## 1. Introduction

This notebook shows how to connect Jupyter notebooks to a Spark Cluster, read a local CSV and store it to Hadoop as partitioned parquet files.

## 2. Connection to Spark Cluster

To connect to the Spark cluster, create a SparkSession object with the following params:

+ **appName:** application name displayed at the [Spark Master Web UI](http://localhost:8080/);
+ **master:** Spark Master URL, same used by Spark Workers;
+ **spark.executor.memory:** must be less than or equals to docker compose SPARK_WORKER_MEMORY config.

In [1]:
import pyspark
from pyspark.sql import SparkSession

spark = SparkSession.\
        builder.\
        appName("pyspark-notebook").\
        master("spark://spark-master:7077").\
        config("spark.executor.memory", "512m").\
        getOrCreate()

24/05/31 17:16:45 WARN NativeCodeLoader: Unable to load native-hadoop library for your platform... using builtin-java classes where applicable
Using Spark's default log4j profile: org/apache/spark/log4j-defaults.properties
Setting default log level to "WARN".
To adjust logging level use sc.setLogLevel(newLevel). For SparkR, use setLogLevel(newLevel).


## 3. Load and Store Data
We will now load data from a local CSV and store it to Hadoop partitioned by column.
Afterward you can access Hadoop UI to explore the saved parquet files.
Access Hadoop UI on 'http://localhost:9870' (Utilities -> Browse the files system )

In [2]:
import pandas
from pyspark.sql.types import *
from pyspark.sql import functions as F
import os
import time    
epochNow = int(time.time())

In [1]:
# Create a Spark DataFrame from a local CSV file
brewDF = spark.read.csv("./data/breweries.csv", header=True, inferSchema=True)

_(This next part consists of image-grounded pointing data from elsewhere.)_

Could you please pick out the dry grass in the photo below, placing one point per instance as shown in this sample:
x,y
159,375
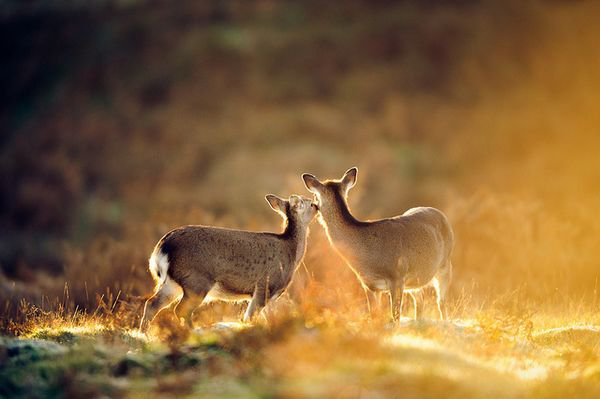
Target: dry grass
x,y
437,104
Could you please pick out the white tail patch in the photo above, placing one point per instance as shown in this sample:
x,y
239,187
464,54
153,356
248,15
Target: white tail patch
x,y
159,265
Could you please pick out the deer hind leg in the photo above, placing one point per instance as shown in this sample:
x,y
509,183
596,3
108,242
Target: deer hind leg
x,y
396,294
165,295
417,297
373,301
258,301
194,293
440,283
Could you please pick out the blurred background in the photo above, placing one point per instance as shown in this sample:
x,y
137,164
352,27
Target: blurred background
x,y
120,120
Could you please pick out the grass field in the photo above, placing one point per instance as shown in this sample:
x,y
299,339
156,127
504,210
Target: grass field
x,y
122,122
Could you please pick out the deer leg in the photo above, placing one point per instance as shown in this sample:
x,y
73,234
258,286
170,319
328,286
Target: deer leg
x,y
373,301
396,294
440,283
417,297
194,292
165,295
258,301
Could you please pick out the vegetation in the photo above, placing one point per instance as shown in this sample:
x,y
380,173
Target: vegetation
x,y
121,120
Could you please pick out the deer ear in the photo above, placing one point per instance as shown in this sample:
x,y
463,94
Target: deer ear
x,y
312,183
277,203
349,179
295,201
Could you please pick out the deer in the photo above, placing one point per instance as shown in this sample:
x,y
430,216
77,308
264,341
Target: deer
x,y
194,264
399,254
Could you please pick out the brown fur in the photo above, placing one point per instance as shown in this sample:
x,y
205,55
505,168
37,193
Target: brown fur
x,y
403,252
231,264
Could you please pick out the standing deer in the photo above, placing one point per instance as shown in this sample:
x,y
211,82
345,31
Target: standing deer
x,y
406,252
193,262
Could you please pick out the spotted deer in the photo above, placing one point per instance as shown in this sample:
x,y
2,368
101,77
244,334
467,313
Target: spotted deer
x,y
398,254
193,263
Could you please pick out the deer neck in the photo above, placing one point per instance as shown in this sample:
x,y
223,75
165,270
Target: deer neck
x,y
295,233
338,220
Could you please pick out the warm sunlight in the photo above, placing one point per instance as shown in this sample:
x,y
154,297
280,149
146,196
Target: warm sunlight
x,y
300,199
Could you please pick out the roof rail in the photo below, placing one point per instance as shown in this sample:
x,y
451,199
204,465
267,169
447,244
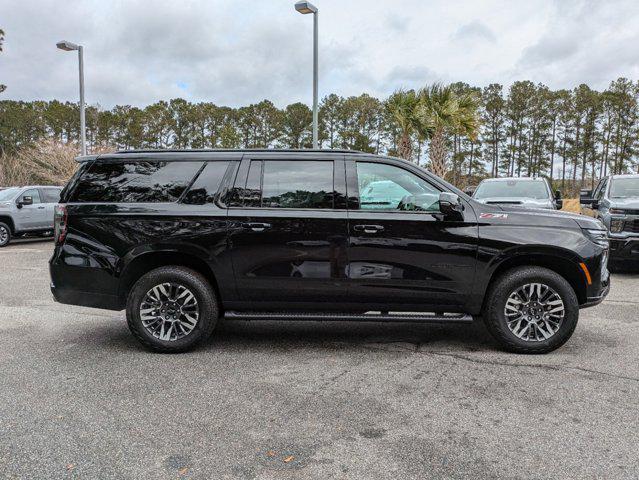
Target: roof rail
x,y
213,150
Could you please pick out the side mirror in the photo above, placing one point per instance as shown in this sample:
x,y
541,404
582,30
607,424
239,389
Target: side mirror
x,y
450,204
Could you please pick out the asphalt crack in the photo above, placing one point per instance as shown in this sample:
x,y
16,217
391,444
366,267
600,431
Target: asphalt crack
x,y
529,365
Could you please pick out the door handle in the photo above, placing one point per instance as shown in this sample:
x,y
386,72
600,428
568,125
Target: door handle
x,y
257,227
368,228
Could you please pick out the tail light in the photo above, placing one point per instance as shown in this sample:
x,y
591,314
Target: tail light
x,y
60,224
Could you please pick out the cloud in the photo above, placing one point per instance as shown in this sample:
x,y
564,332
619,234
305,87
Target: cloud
x,y
137,52
473,31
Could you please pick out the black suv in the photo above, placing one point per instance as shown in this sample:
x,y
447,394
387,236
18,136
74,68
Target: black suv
x,y
183,238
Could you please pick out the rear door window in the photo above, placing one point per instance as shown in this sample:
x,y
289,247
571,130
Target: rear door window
x,y
34,194
135,182
285,184
297,184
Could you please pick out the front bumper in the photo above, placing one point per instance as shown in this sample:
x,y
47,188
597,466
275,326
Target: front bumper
x,y
596,300
624,248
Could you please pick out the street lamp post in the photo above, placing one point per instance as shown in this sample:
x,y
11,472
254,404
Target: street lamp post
x,y
305,8
68,46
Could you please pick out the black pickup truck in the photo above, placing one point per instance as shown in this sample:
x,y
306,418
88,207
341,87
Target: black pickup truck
x,y
181,239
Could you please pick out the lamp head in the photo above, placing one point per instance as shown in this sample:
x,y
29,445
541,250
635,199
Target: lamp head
x,y
68,46
305,7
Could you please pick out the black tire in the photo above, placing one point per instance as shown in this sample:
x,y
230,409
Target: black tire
x,y
206,300
5,234
507,283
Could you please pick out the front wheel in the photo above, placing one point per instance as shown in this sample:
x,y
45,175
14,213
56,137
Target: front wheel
x,y
531,310
172,309
5,234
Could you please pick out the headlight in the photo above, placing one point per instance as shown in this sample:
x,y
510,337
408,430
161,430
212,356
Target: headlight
x,y
616,225
599,237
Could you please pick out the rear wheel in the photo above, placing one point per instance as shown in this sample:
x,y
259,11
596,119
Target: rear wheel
x,y
5,234
172,309
531,310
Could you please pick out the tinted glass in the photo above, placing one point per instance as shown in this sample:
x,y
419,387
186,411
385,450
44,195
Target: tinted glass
x,y
51,195
129,182
513,188
8,194
207,184
297,184
386,187
624,187
34,194
251,195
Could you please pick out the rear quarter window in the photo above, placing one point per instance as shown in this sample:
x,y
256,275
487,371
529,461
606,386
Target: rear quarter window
x,y
207,184
135,182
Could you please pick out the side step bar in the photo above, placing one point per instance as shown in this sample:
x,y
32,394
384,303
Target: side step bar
x,y
419,317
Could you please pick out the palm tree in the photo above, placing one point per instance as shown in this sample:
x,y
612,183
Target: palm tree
x,y
402,107
441,112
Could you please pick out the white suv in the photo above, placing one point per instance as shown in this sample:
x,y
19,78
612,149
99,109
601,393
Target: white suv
x,y
27,210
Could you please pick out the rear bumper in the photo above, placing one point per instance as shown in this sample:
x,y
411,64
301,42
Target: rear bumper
x,y
86,299
74,285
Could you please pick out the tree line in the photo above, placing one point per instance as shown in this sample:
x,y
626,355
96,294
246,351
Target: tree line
x,y
570,136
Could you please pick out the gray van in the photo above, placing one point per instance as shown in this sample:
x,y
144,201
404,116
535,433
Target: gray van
x,y
27,211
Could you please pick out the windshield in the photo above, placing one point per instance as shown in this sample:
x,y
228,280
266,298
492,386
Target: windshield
x,y
8,194
513,188
622,187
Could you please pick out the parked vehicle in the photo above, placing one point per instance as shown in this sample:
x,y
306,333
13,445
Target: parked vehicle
x,y
615,201
521,191
182,238
27,211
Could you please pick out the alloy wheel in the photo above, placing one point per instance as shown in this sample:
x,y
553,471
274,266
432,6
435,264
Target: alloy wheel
x,y
4,235
534,312
169,311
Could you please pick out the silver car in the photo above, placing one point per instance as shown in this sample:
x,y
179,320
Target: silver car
x,y
526,192
27,211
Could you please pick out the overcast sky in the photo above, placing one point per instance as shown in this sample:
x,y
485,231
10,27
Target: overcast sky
x,y
234,52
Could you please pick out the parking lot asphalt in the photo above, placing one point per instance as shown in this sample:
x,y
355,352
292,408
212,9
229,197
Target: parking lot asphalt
x,y
79,398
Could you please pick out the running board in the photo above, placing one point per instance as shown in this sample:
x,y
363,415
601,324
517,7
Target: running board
x,y
419,317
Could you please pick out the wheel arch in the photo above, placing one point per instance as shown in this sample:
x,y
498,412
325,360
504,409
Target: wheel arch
x,y
9,221
143,263
566,265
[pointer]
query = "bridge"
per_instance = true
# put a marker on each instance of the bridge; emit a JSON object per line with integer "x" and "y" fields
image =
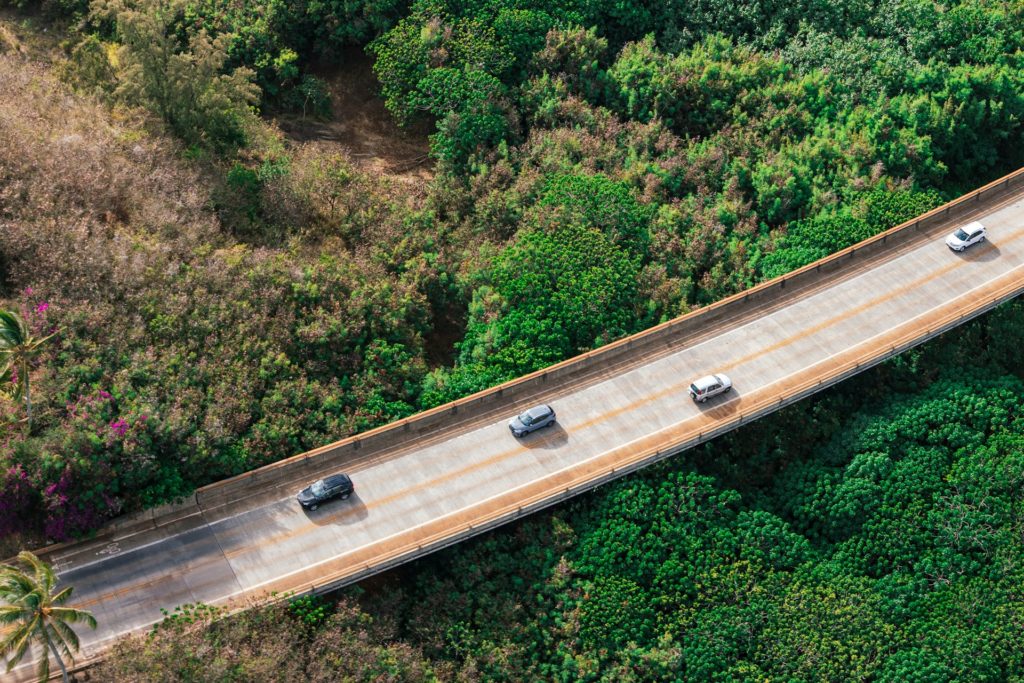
{"x": 441, "y": 476}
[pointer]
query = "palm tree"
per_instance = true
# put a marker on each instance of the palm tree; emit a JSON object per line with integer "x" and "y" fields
{"x": 33, "y": 614}
{"x": 17, "y": 348}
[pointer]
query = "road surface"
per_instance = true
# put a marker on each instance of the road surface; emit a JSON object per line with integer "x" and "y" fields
{"x": 476, "y": 475}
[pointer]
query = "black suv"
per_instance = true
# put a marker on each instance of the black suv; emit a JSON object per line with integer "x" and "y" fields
{"x": 536, "y": 418}
{"x": 336, "y": 485}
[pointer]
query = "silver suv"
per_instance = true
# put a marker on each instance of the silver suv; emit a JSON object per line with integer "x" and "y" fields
{"x": 963, "y": 238}
{"x": 709, "y": 386}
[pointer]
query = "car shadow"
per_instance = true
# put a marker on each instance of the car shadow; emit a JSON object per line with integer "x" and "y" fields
{"x": 549, "y": 437}
{"x": 986, "y": 251}
{"x": 721, "y": 407}
{"x": 339, "y": 511}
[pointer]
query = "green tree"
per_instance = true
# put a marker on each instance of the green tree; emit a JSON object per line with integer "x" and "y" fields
{"x": 186, "y": 85}
{"x": 36, "y": 613}
{"x": 17, "y": 348}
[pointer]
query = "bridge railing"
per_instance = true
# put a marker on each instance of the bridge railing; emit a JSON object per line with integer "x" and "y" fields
{"x": 505, "y": 398}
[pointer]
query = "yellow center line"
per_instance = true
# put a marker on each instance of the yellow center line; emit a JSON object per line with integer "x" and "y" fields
{"x": 305, "y": 528}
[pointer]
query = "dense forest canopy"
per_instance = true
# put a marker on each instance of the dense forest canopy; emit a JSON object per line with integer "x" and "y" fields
{"x": 634, "y": 160}
{"x": 225, "y": 289}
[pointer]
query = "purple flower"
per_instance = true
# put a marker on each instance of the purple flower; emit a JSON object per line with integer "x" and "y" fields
{"x": 119, "y": 427}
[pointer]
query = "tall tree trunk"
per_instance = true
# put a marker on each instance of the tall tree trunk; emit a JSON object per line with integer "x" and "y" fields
{"x": 64, "y": 670}
{"x": 28, "y": 402}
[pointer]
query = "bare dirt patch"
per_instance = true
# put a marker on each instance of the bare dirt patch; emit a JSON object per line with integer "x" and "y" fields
{"x": 360, "y": 124}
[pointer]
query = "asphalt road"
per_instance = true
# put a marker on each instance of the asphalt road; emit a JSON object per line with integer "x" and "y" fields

NameError: name 'spark' is not defined

In [2]:
# Show first 5 rows
brewDF.show(5)

NameError: name 'brewDF' is not defined

In [None]:
csvName = "breweries"
# Write Dataframe into HDFS
# Repartition it by "city" column before storing as parquet files in Hadoop
brewDF.write.option("header",True) \
        .partitionBy("city") \
        .mode("overwrite") \
        .parquet("hdfs://namenode:9000/gold_zone/{}_{}.parquet".format(csvName,epochNow))
print("Sales Dataframe stored in Hadoop.")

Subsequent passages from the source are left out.